Night falls on our 15 hour overnight road trip to see the total solar eclipse. The bright orange clouds tinted with neon reds and yellows fade from gray to black. Memories of driving those same types of highways come back to me. It’s like time crosses back on itself.
When I was younger and confused about life, I spent a lot of time driving between one pointless hope and another through long stretches of desert. On one road trip, I stopped at some crossroad gas station that still dotted the mostly empty desert around the Test Site. Scrawled on the bathroom wall was a sketch of a flying saucer with the words: UFOs are HERE Watch the Skies. A tantalizing thought. I stepped out into the parking lot. Even with the lone streetlight, the night sky burned. A hot breeze stirred some salt cedar in a dried creek bottom. I’d grown up in the deserts of the American Southwest and for a time, as a boy, we’d lived in tents down on the Mexican border. My old man was a curious man and read a lot. We’d sit around as the campfire burned down and the intense blackness of night would close around us. He’d be there, the glow of his cigarette, and he’d start reeling off stories about how far away stars were – Alpha Centauri 4.3 light years, and explain a light year meant an the incredible distance of space. In effect he said, we were looking at light generated millions and billions of years ago. We kids lay back and peered at the black between the stars and wondered about the immensity of the universe. Right about that time NASA Voyager had been launched as a calling card for humanity. Even though we’d be billions of years dead by the time any deep space civilization intercepted and interpreted golden records carried by the space vehicle, it was still the hope that intelligent life had evolved and flourished in the universe, off the planet Earth. It was also the time of the Wow signal heard at Ohio State, although it never repeated, it was considered to be the best candidate for an extraterrestrial radio signal ever discovered.

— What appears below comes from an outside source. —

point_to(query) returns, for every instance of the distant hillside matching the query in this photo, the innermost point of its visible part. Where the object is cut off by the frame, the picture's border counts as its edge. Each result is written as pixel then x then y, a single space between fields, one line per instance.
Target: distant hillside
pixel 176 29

It was no Contact, but it was something a boy such as I was could place some hope in. I’ve often wondered, as I got older, why I hoped for this life. I used to walk out into the deepest desert night just hoping aliens would come down. I ached to travel those vast distances to see whatever was out there. Was I so lonely and such an outsider that chancing it with extraterrestrials seemed a viable option? So alienated? I pun, but like the arrival of Christ, of which preachers had disappointed me about, and the more I read, realized there were centuries of disappointed believers, I started asking for extraordinary evidence, to quote Carl Sagan, to prove extraordinary claims. Sagan worked on Voyager and formed The U.S. Planetary Society in 1980 to aid in the Search for Extraterrestrial Intelligence (SETI). He watched the skies and allowed for the existence of some sentient, intelligent beings in the universe, but needed more proof than the scrawling on a bathroom wall. That’s the rub. Not many people really want evidence and want to live in the reality where whatever they believe is true like religious fanatics and conspiracy theorists. Their evidence is the word, the prophet’s call from the desert, even if it’s graffiti. In 1990 Sagan requested Voyager’s cameras turn toward Earth as it left our solar system and take a final photograph before shutting down the cameras. Voyager shot the photos from 3.7 billion, 40.5 AU, miles away. A record distance for a photograph. The photograph captured by the narrow- angle camera became known as the Pale Blue Dot photo. Earth and all of us take up less than a pixel, .12 out of 640,000.

It feels natural, as we see ourselves as what could be a fleck of blue lint on the filter of photograph to become introspective. To look around and consider as Sagan said,”Our posturings, our imagined self-importance, the delusion that we have some privileged position in the Universe, are challenged by this point of pale light. Our planet is a lonely speck in the great enveloping cosmic dark. In our obscurity, in all this vastness, there is no hint that help will come from elsewhere to save us from ourselves.”
Read the rest of Sagan’s Pale Blue Dot lecture here.
We should heed Sagan’s wisdom. I wonder though at my own reaction. After reading and rereading his lecture I can’t help but think of the first time I saw the image. Of all the nights I’ve stared into the living black of space and the star clouded sky, the Pale Blue Dot photograph made me feel space was staring back.